Estimating the size of HRPs is important for several reasons18. Population size estimates (PSE) can be used to inform policies and mobilize support for control and elimination programs. They are essential to determine the required scale of preventive interventions, to assess intervention coverage, parametrize transmission models, and monitor programs.

There are numerous studies as well as international guidelines18 focusing on size estimation of HRPs for HIV19,20,21,22,23,24 but, to our knowledge, none for malaria. In regions where HIV transmission clusters in HRPs, the Second Generation Surveillance (SGS) guidelines for HIV25 recommend routine PSE26. HRPs for HIV such as sex workers or injecting drug users are considered hard to reach populations because of stigma or discrimination and require sophisticated PSE methods. In malaria, HRPs may not be as hidden, although there may be concerns about the illegal nature of large-scale logging in the GMS27. PSE methods, originating in animal ecology, can also be used for non-stigmatized populations and researchers have noted the need for PSE in malaria surveillance where HRPs are key to transmission28.

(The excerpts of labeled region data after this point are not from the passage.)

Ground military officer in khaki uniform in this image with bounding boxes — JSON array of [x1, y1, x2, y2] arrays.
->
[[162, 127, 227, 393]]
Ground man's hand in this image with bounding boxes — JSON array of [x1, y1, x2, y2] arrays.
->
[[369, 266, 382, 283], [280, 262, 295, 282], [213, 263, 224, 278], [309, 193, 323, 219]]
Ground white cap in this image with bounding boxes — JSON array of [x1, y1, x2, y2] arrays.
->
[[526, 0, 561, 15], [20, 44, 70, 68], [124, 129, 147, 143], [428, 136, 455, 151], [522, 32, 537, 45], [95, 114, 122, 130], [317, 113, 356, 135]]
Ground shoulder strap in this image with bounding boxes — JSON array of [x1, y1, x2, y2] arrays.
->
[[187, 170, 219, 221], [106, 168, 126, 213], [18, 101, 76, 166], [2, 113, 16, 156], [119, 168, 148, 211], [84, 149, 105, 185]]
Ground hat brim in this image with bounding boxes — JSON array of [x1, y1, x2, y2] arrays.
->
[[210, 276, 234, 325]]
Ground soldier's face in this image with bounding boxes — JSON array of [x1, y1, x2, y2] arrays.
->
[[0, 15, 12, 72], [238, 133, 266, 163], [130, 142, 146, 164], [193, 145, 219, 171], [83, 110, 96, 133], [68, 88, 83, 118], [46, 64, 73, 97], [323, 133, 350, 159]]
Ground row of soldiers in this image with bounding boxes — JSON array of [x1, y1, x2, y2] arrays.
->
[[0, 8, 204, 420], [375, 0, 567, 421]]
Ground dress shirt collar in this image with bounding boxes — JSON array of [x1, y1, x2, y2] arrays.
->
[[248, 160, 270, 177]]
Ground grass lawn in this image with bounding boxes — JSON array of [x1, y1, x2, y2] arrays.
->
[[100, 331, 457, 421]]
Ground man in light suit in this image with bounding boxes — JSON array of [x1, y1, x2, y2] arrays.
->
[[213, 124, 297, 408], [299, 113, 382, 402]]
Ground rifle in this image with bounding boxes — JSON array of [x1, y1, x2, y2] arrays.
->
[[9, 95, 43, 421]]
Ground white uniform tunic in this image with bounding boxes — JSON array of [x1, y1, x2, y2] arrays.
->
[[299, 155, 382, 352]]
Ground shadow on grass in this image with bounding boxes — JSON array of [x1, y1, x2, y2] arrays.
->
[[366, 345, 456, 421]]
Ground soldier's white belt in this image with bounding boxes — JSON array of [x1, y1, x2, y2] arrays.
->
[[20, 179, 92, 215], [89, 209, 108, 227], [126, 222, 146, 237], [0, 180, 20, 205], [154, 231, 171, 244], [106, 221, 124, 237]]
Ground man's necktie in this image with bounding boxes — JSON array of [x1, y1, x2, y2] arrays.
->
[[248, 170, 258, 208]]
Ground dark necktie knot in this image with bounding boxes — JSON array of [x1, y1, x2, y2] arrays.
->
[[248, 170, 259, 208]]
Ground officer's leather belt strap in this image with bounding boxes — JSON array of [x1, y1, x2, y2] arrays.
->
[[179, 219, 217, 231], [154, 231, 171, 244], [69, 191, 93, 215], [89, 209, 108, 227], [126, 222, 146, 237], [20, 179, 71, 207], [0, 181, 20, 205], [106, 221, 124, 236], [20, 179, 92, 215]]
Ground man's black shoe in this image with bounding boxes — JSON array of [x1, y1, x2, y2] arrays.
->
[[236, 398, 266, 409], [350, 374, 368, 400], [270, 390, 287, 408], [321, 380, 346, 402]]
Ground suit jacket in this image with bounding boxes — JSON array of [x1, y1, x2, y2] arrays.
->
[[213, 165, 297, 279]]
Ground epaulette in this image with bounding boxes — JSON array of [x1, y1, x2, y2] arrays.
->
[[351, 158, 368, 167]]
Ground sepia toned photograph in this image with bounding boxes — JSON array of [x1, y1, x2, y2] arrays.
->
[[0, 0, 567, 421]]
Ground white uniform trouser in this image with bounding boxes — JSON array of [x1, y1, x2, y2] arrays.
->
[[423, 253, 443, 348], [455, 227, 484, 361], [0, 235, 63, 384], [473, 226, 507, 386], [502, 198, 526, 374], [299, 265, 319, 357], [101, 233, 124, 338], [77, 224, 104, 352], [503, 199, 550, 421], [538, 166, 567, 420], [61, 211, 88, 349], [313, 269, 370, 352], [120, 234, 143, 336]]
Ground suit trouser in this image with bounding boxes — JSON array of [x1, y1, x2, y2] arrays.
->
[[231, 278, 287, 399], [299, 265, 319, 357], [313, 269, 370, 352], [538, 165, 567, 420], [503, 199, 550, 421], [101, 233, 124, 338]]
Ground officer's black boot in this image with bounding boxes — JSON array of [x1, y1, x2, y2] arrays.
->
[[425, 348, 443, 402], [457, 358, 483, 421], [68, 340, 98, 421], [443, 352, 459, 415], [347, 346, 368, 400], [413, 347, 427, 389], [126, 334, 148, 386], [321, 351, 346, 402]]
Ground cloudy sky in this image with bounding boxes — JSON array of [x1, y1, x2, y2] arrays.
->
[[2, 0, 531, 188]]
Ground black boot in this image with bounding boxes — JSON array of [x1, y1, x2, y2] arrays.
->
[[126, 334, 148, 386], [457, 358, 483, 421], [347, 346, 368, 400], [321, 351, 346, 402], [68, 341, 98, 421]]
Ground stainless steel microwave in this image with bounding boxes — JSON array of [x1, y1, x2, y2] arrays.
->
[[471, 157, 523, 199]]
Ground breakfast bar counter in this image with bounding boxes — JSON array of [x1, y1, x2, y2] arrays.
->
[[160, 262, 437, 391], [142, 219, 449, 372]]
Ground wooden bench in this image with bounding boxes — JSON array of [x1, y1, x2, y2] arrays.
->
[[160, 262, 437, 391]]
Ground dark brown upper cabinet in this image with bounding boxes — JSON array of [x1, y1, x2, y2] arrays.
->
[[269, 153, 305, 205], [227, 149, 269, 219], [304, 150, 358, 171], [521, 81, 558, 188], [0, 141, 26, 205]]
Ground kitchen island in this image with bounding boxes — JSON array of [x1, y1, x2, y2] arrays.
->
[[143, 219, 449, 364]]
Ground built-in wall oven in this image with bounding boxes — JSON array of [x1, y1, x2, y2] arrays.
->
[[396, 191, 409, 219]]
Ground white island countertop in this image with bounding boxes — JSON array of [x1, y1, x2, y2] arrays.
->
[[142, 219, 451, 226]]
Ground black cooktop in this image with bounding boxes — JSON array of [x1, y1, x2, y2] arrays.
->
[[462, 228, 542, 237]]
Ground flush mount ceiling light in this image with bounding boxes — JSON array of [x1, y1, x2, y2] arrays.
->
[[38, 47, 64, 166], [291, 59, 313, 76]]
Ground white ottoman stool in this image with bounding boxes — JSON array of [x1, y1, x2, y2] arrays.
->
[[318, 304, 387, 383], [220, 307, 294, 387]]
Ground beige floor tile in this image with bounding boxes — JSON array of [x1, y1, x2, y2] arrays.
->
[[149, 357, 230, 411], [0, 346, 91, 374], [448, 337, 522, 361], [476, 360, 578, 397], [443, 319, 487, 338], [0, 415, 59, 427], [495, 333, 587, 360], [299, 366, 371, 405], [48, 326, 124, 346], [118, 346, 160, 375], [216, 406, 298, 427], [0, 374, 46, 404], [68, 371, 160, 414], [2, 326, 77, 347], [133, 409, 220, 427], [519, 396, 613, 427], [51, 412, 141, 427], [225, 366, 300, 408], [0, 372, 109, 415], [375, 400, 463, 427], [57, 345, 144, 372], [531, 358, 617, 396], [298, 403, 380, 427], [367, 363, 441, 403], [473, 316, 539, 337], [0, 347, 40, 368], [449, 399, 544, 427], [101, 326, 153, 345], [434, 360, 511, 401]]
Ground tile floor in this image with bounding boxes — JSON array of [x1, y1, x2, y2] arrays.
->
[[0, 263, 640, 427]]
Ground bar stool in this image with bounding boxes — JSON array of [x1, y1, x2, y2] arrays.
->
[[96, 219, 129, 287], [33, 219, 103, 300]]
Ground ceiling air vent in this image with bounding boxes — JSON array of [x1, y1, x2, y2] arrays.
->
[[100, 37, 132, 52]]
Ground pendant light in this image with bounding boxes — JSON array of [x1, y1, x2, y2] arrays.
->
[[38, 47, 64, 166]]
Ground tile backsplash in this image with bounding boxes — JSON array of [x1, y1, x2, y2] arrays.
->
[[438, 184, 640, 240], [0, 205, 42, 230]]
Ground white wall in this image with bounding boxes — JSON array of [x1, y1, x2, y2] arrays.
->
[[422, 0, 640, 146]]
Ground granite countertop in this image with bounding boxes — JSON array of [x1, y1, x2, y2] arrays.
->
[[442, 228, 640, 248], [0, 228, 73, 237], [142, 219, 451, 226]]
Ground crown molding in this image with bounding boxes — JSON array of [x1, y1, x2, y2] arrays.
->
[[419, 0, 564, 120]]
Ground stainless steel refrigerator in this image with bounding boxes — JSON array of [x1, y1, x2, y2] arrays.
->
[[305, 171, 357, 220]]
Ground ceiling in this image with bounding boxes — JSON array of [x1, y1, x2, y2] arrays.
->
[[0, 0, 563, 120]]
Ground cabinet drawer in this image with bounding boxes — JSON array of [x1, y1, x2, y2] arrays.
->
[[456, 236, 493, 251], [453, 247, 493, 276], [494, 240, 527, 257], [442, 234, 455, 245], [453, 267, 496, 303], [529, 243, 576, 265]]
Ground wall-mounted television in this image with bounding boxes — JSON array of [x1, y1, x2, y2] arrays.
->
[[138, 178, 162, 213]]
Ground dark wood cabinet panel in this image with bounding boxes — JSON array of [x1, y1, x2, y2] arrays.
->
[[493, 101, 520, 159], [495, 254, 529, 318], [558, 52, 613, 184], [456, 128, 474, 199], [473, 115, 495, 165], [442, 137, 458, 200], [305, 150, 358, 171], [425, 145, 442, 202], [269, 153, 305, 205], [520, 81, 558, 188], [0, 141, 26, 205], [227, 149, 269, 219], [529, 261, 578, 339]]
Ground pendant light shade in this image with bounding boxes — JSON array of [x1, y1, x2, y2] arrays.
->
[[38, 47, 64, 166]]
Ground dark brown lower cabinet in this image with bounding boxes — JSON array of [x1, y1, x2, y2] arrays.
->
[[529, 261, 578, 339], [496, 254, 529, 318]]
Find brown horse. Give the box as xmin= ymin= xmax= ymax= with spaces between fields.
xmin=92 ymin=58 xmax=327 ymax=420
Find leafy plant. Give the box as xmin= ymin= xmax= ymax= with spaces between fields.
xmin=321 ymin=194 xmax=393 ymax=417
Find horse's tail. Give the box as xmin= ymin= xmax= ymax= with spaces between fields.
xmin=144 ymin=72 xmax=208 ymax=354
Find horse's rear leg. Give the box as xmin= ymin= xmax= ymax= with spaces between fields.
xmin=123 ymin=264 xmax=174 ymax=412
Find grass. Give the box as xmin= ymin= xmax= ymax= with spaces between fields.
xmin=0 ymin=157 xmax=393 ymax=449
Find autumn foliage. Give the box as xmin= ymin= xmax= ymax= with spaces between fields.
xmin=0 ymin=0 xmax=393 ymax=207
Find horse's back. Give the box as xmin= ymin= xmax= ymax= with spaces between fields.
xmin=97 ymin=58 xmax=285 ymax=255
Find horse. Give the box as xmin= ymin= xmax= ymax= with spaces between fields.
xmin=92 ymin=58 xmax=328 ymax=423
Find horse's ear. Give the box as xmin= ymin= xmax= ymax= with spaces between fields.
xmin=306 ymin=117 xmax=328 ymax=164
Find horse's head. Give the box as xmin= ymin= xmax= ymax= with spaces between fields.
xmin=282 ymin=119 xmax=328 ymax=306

One major difference between forest-going HRPs for malaria in the GMS and most HRPs for HIV is the marked seasonality of their high-risk activities. In this region, the monsoon transforms the environment and affects HRPs’ forest-going activities. For instance, while the rainy season draws populations to rice fields for agriculture, heavy precipitation may also deteriorate roads so that traveling to the forest often becomes challenging. Therefore, evaluating the population size of forest-going HRPs at different time points is essential to identify the appropriate timing of interventions in the GMS.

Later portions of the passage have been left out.